What he wants to know is, do you believe? Do you really have faith? If so, get on the plane and prove it to me. If so, stop hoping like a noob and start acting like a believer. Get out there and do something in the direction that God's called you to do. Can I tell you something? Nobody is coming. Nobody is coming to get your destiny for you. Nobody is coming to make you live a healthy life. Nobody is coming to study the Word of God for you. Nobody is coming to raise your kids right. Nobody is coming to build the life you know you were called to live. There is one person who can do that, and that person is you.

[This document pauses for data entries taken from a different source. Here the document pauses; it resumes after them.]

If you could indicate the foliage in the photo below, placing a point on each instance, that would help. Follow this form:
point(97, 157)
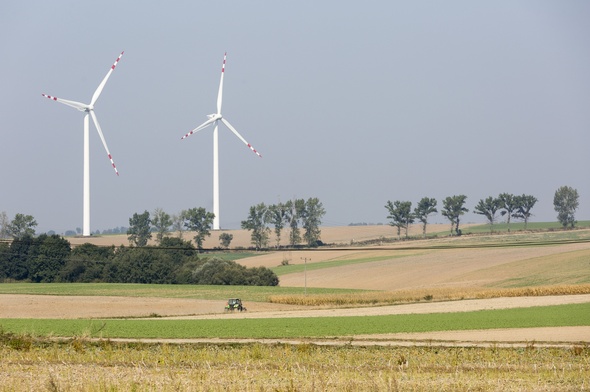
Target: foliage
point(225, 272)
point(488, 208)
point(278, 216)
point(426, 206)
point(21, 226)
point(139, 232)
point(524, 205)
point(225, 239)
point(256, 223)
point(161, 222)
point(295, 210)
point(566, 202)
point(199, 221)
point(400, 214)
point(4, 222)
point(312, 219)
point(453, 209)
point(509, 205)
point(49, 259)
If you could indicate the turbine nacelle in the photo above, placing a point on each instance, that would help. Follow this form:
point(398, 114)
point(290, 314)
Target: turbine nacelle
point(213, 119)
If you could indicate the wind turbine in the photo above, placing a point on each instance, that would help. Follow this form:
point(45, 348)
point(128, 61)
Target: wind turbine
point(214, 119)
point(88, 109)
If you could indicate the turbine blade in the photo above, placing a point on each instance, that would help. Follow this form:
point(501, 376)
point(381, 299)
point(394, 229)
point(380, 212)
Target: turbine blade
point(197, 129)
point(104, 81)
point(240, 136)
point(220, 93)
point(77, 105)
point(104, 143)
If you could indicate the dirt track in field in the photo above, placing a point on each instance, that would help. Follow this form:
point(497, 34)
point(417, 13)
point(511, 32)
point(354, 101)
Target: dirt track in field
point(417, 269)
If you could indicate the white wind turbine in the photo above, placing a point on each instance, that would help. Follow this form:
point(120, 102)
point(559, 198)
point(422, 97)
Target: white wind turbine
point(215, 118)
point(88, 109)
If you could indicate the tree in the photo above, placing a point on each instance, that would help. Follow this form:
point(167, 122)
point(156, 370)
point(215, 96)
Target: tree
point(50, 258)
point(294, 210)
point(256, 223)
point(278, 216)
point(178, 223)
point(453, 208)
point(199, 221)
point(312, 219)
point(524, 205)
point(508, 204)
point(4, 223)
point(161, 222)
point(21, 226)
point(139, 232)
point(225, 239)
point(400, 213)
point(566, 202)
point(425, 207)
point(488, 208)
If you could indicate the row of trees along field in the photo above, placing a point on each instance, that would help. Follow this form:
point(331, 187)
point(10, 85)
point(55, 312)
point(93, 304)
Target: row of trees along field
point(296, 214)
point(401, 215)
point(51, 258)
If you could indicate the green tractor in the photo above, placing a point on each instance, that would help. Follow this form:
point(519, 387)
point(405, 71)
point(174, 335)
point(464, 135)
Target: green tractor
point(234, 304)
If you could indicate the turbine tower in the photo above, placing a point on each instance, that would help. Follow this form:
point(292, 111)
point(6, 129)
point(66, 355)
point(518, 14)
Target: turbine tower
point(214, 119)
point(88, 109)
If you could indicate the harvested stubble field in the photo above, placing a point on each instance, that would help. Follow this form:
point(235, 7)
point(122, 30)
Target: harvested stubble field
point(534, 359)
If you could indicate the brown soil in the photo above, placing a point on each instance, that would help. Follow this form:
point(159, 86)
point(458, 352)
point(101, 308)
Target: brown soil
point(417, 269)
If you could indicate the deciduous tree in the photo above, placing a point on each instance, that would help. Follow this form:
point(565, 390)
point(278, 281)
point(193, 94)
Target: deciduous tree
point(426, 206)
point(225, 239)
point(256, 223)
point(161, 222)
point(488, 208)
point(21, 226)
point(508, 204)
point(453, 209)
point(139, 232)
point(312, 219)
point(524, 205)
point(199, 221)
point(400, 214)
point(566, 202)
point(278, 216)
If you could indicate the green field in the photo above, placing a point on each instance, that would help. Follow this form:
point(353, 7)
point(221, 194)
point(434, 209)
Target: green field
point(247, 293)
point(33, 359)
point(316, 327)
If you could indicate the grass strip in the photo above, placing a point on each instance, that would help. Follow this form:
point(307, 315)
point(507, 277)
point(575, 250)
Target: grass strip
point(247, 293)
point(318, 327)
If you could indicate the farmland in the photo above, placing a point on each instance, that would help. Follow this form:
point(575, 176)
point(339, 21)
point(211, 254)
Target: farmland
point(500, 312)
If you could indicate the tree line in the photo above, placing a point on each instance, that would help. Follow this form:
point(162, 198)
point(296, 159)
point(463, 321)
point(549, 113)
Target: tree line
point(51, 258)
point(296, 214)
point(401, 215)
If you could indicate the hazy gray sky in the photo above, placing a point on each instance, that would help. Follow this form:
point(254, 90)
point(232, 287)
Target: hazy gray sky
point(355, 103)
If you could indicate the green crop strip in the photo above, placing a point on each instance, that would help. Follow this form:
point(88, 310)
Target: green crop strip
point(247, 293)
point(545, 316)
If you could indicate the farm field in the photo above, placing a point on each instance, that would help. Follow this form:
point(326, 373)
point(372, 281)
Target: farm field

God has given you all that you need to attain what you're hoping for.

Stop hoping and start acting like you really believe this stuff, and watch how God delivers. The Lord says that anyone who has the faith of a mustard seed could say to this mountain, move, and it would be cast into the sea. You know what he means by that mustard seed? He doesn't mean up here, he means here. He means here. Have some new shoes by the way, huh? He means that you do. You do what you claim to believe. He's like, "If you just took a tiny little step instead of just talking about it, you took a tiny step in the direction and kept taking little steps, you watch and see what I can do in your life". And it is good. It's so good. I feel like I'm being mean. I don't mean to be mean, I love you guys. I want you to know that there is, that God, the living Word, life, and authority of God is in your body. And we think of all the things that's wrong, he's in there.

So, I wanna encourage you, if you have a dream in your heart, just go do it. Start doing things to get closer to that thing, and you'll be grateful that you got to see God work in your life. He wants to use you. We always compare ourselves to other people, no more. God's gonna use you and do great things, so believe in it. Don't give up. Don't write the bad ending to what could be a good story. A great thing is coming.

So, Father, we thank you, we love you, and we pray that you'd give us the courage to step out of the boat and onto the water, that you'd give us the faith to hear the Word and do the Word. Lord, we love you, and we trust you, we thank you. It's in Jesus's name we pray, amen.